Como el armario quedaba enfrente de la cama, incliné el cuerpo y estiré los brazos para llegar a la parte más alta que era dónde estaba la caja con las copas.
Al bajar de la cama, el móvil que tenía guardado en el bolsillo derecho del pantalón empezó a sonar con la melodía que tengo puesta para los mensajes.
Me lo saqué del bolsillo y leí el mensaje: “Felicidades preciosa. ¿Qué tal? ¿Cómo te va?”

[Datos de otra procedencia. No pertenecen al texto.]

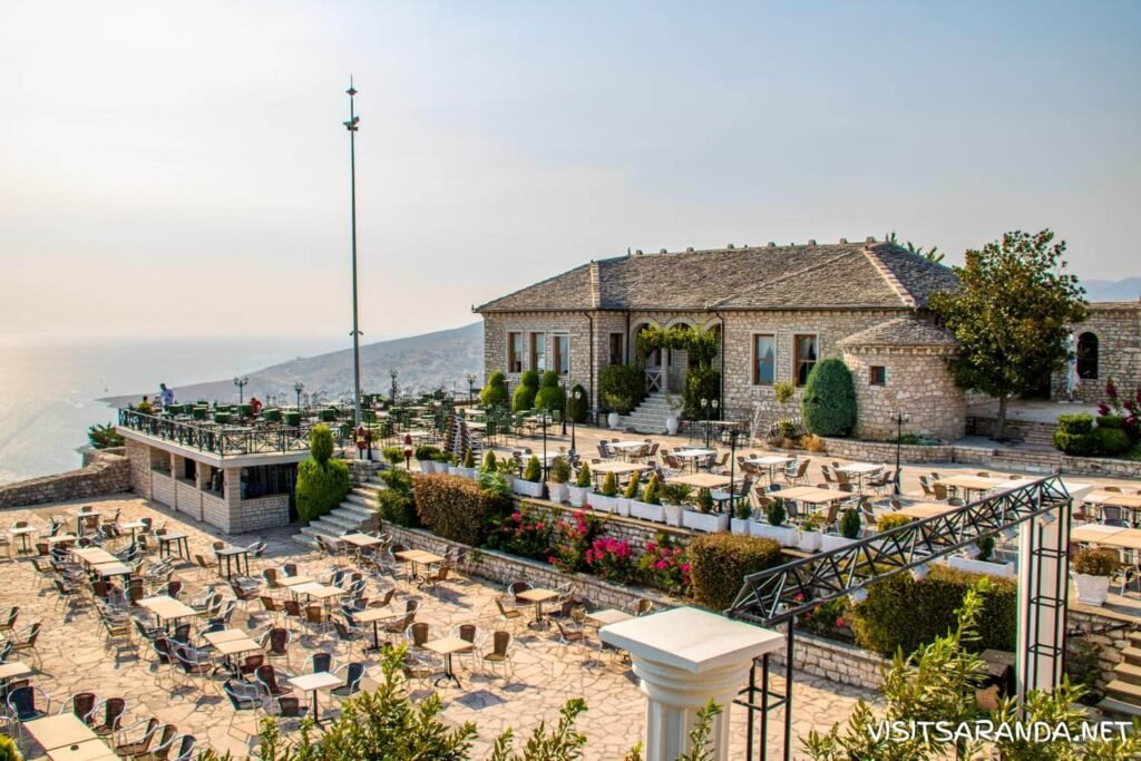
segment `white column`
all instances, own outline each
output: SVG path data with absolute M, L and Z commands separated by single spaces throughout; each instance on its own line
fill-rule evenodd
M 646 696 L 646 761 L 675 761 L 710 699 L 721 706 L 710 750 L 729 758 L 729 713 L 753 658 L 784 647 L 784 634 L 697 608 L 674 608 L 604 626 L 604 642 L 630 653 Z

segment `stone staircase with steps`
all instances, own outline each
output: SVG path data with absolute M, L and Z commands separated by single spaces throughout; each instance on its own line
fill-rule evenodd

Me lo enviaba “C.G”. C.G son las siglas de una entrada en mi móvil con un número de teléfono que llevaba guardando muchos años. Lo tenía memorizado en la tarjeta SIM para no perderlo cada vez que cambiara de móvil. C.G son las siglas de Carlos Gil un amigo, siete años mayor que yo, al que conocí unos meses antes de entrar en la facultad y con el que empecé a salir estando en primero de carrera pero solo unos días porque recibió su primera oferta de trabajo en Barcelona y se mudó. No planeamos mantener una relación a distancia, ni nada de eso. Me estuvo llamando durante un tiempo. Lo siguió haciendo incluso cuando empezó a salir con una compañera de trabajo, Carmen, pero cada vez con menor frecuencia hasta que dejó de llamar. Yo tampoco lo llamé. Hacía al menos cinco años que no cruzábamos palabra y que no sabíamos de la vida el uno del otro. Ni si quiera nos teníamos agregados en las redes sociales.
Guardé el móvil en mi bolsillo y volví a la terraza.
Allí ya se habían hecho las presentaciones oportunas y se habían formado los correspondientes grupos. Los dos acompañantes de Virginia no paraban de darle conversación. Ella respondía escuetamente.
David empezó a rememorar anécdotas. Siempre hacía eso en las fiestas. Yo piqué algunas aceitunas y me tomé un par de copas de vino.
Los platos se vaciaron pronto. David me pidió que lo ayudara, en la cocina, a servir el segundo.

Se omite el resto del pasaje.